Here are the latest updates for some of the most popular national parks:

The Great Smoky Mountains National Park, Tennessee and North Carolina

The most-visited national park has opened roads, trails, picnic areas, and restrooms. Visitor centers, campgrounds, and concessions are closed for the time being. Go to for the latest road and facility closures.

Grand Canyon National Park, Arizona

The South Rim of the park will resume being open 24 hours a day starting on June 5. The North Rim will be open during the day. Mather Campground will honor existing reservations. Lodging on both rims will begin in phases throughout June.

The Rocky Mountain National Park, Colorado

Reservations are required!

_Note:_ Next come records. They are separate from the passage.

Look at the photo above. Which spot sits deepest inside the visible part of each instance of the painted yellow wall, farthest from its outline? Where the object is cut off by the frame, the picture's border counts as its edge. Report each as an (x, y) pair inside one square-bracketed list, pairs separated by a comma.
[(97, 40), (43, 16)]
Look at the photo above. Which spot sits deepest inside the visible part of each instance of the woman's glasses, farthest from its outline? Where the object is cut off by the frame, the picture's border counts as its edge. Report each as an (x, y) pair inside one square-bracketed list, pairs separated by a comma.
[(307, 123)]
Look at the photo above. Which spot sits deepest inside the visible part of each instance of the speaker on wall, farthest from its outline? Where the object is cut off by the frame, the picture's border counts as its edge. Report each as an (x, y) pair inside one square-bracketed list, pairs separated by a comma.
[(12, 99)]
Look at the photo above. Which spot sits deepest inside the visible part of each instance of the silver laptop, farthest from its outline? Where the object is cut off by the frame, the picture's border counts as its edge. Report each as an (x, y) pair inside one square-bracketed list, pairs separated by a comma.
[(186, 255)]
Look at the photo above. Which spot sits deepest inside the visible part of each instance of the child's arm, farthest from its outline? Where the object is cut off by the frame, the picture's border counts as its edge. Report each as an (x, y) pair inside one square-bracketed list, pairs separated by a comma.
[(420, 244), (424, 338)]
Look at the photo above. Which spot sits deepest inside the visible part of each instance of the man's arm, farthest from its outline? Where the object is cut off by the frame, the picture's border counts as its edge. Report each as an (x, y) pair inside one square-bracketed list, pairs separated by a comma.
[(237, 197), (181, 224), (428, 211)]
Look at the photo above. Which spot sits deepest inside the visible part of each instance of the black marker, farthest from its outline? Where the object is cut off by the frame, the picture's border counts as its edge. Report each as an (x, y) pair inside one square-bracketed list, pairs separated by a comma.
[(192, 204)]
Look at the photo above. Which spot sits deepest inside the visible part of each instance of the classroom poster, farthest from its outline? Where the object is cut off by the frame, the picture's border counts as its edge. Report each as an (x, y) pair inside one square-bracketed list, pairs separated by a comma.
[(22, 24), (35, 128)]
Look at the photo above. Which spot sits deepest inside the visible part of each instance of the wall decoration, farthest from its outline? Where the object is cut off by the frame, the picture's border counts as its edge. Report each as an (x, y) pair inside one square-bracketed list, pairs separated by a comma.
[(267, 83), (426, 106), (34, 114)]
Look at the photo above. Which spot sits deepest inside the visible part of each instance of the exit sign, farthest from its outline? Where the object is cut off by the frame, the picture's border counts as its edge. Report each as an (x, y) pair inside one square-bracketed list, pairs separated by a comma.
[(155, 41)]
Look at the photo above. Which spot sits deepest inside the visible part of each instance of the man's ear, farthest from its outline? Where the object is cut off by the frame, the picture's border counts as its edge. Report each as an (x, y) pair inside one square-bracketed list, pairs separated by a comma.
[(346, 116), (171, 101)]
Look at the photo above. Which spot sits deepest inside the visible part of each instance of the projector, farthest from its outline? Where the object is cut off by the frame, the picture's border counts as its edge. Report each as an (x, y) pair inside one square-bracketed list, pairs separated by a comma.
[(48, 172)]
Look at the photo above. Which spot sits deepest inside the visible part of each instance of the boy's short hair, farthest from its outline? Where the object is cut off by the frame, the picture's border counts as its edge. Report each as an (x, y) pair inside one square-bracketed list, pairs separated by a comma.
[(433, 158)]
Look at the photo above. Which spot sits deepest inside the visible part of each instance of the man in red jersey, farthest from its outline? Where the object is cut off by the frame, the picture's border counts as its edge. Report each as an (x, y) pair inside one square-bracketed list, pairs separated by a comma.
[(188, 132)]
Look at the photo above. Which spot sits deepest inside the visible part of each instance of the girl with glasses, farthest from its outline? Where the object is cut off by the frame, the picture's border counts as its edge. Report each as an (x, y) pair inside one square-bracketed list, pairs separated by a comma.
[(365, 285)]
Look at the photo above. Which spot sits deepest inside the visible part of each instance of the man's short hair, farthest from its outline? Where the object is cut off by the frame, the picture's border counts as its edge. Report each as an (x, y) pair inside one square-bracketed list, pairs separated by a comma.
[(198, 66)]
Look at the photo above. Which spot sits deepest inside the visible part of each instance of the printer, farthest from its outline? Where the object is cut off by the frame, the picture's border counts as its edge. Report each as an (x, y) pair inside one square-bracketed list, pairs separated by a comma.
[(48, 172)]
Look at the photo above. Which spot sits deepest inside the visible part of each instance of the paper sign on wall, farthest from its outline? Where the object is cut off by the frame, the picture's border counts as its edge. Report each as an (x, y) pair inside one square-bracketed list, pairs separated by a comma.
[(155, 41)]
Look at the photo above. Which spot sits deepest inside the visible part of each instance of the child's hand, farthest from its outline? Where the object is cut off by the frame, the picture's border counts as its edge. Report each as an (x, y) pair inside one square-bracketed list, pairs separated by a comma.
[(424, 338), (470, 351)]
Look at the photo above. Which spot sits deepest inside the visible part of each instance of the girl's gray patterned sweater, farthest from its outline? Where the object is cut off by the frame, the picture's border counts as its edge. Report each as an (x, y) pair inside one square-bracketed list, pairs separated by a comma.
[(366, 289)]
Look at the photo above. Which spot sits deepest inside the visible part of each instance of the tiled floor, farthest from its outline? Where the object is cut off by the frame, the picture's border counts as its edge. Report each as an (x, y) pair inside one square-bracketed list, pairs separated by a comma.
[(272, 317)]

The park will have a timed, reserved entry system through the summer starting June 4. Visitors can reserve and pay ahead of time at Parts of the park will be opening in a phased approach.

Zion National Park, Utah

Day hiking will be allowed on trails. The Zion Canyon Scenic Drive will be open to private vehicles until it reaches capacity. Shuttles will not be operating. The lodge will be open with limited capacity. Kolob Canyons area remains closed.

Yosemite National Park, California

The park is currently closed to visitors.

Yellowstone National Park, Idaho, Wyoming and Montana

All entrances have re-opened for day-use only. Other facilities such as campgrounds and visitor centers remain closed. Only cabin-style accommodations. Food services will be available "grab and go" style.

Acadia National Park, Maine

Maine is still under a 14-day quarantine order for out-of-town visitors, but the parks have partially reopened. Hiking trails along the Park Loop Road are open along with trash collection and restrooms. The Carriage Roads will open June 5 to pedestrians only.

The Hulls Cove Visitors Center is partially open, while campgrounds will not open any sooner than July 1.

Grand Teton National Park, Wyoming

The park is partially open. Hiking is available during the day. Riverbank and lakeshore fishing is allowed along with biking and wildlife tours.

Other amenities including campgrounds and overnight lodging remain closed. Food service is also closed. Boating on lakes and rivers is prohibited.

Olympic National Park, Washington

The park is taking a phased reopening approach and will be open partially while coastal areas -- beaches, parking trails and facilities -- remain closed.

Camping is not open, but there is limited lodging and take-out dining.

Glacier National Park, Montana

The park remains closed and will embrace a phased reopening. The first phase will include roads, restrooms and trails, while the second phase includes campgrounds, retail, lodging, and dining.